We've already had a lot of Geithnerization already - the TARP, which overpaid by at least 87 billion for equity that doesn't carry voting rights; the Citibank bailout, where the US government gave Citibank guarantees so grotesquely underpriced they won't even let us find out what they guaranteed; and the similar BOA bailout. And the public is getting wise to the Geithnerization process.

So the new Geithner plan cleverly dresses up another (and huge!) round of Geithnerization with some platitudinous frills (but little substance) to disguise the ravenous monstrosity at the core of the plan. Lurking at the core:

a) TARP style useless equity in the "Capital Assistance Program". Undercapitalized banks get money from the treasury in return for preferred shares - inevitably underpriced, since the bank are undercapitalized. The preferred shares aren't voting, so no control over the bank for the taxpayer who's going to pay so much for it. Just like with Citi, we get to pay more than the banks are worth, and somebody else still owns it.

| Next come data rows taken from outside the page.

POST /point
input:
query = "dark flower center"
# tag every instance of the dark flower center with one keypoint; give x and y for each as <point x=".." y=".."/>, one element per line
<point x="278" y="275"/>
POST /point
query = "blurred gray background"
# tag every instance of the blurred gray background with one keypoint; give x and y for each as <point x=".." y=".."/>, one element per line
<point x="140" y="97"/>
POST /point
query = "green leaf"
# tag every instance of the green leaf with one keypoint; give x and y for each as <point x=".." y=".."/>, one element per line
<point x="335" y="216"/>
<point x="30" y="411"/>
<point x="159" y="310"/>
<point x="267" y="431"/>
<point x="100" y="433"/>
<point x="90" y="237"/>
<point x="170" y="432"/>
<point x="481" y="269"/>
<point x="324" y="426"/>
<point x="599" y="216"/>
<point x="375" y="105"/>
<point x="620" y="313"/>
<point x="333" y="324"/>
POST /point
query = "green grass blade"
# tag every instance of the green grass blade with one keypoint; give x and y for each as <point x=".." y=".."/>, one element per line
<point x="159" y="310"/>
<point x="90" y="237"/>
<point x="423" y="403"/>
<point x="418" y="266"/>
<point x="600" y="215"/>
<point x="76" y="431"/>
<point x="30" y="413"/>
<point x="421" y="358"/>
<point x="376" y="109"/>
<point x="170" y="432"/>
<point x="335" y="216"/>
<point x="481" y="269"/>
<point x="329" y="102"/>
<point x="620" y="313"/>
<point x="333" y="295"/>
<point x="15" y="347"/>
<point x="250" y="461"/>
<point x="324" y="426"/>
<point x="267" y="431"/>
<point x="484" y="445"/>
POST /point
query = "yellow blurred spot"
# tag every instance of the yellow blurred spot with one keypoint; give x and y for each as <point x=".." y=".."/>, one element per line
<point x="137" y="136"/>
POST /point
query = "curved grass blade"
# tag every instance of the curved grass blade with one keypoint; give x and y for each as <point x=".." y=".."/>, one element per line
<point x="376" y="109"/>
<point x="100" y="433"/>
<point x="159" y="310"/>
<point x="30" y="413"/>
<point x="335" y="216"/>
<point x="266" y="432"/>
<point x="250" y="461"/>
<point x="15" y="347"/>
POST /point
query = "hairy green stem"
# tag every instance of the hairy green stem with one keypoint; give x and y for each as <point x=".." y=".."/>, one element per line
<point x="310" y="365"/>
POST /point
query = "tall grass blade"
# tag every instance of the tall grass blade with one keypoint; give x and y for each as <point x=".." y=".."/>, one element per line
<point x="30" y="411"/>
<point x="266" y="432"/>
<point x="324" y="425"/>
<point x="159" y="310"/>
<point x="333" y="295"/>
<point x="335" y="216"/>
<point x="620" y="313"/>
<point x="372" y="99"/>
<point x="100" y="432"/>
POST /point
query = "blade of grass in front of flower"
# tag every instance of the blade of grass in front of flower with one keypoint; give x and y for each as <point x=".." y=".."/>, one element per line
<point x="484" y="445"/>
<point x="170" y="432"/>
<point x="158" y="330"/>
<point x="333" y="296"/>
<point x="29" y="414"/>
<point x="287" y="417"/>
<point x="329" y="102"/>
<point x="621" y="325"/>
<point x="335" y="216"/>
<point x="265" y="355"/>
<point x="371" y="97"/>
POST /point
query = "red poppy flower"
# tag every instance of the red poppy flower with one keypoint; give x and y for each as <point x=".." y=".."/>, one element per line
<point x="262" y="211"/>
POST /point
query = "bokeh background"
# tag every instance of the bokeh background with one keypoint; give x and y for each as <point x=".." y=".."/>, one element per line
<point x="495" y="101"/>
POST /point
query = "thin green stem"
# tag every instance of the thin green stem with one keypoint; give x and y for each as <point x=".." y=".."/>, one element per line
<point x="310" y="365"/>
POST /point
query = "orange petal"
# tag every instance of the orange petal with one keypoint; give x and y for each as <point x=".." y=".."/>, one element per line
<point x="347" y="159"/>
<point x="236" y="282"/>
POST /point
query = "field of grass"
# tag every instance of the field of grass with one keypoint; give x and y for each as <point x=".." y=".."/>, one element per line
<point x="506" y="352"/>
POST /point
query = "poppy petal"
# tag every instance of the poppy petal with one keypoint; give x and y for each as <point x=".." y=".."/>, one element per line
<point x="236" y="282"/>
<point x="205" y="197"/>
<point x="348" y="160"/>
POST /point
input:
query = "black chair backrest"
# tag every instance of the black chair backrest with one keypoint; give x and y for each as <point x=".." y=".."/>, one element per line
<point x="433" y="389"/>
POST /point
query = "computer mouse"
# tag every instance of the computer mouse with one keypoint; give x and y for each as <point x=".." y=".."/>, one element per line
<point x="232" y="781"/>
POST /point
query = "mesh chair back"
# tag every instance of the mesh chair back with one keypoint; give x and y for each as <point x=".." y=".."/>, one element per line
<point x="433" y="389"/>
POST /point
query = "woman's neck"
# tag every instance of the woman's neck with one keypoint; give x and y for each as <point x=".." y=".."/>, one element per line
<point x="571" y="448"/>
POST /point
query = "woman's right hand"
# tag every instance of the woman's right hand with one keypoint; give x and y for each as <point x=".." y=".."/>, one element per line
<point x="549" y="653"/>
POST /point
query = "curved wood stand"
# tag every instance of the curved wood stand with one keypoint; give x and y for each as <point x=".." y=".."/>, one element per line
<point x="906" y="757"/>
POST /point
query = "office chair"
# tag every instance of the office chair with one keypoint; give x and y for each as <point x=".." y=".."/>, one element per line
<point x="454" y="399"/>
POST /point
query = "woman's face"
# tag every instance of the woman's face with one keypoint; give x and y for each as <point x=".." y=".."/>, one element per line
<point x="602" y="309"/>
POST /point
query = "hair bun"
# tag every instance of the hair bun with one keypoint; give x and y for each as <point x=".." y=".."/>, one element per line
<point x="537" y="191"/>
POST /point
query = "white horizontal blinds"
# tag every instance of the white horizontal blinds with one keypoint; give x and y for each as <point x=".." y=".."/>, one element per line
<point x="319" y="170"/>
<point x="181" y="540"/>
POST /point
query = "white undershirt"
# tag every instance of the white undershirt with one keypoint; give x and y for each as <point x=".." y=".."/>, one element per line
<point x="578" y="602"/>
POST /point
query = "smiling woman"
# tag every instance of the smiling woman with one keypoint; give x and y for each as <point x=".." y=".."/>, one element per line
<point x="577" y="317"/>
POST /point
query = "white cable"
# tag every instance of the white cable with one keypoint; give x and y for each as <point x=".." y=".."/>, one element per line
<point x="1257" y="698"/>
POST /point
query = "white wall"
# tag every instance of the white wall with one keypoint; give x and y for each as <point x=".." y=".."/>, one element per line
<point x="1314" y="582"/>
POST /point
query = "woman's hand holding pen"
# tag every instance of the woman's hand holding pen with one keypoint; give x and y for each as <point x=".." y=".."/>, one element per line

b) A "public-private investment fund" which will take equity mostly (read all) from the private sector to take loans from the public sector to buy assets that can't be valued accurately. Result: if the assets go up, the private investors take all the gains; if they go down private investors lose a little and the public loses a lot on the bad loan. Geithnerization for uncertain assets!

The plan has some nice-sounding frills calling for bank audits (but with no specifics), posting some information to the Web (but again, no details), and some expanded programs for mortgage modification. Of real merit is a plan to expand the Term Asset-Backed Securities Loan Facility (TALF) to 1 trillion. This really helps, because as I've said, the fundamental solution is to have new bank with new money take over lending. With the TALF the Federal Reserve will be doing it. Of course the point is that since Geithnerizing the public won't actually help the credit market, they needed to put in a program that would. We don't have to rip off the public to expand the TALF.

But no detail can disguise the 1 trillion plus plan to make the taxpayer pay for investors to own and get rich on assorted shady assets. But what do you expect when you appoint a Treasury secretary whose primary goal is saving the banks from nationalization?

Are you ready to be Geithnerized now?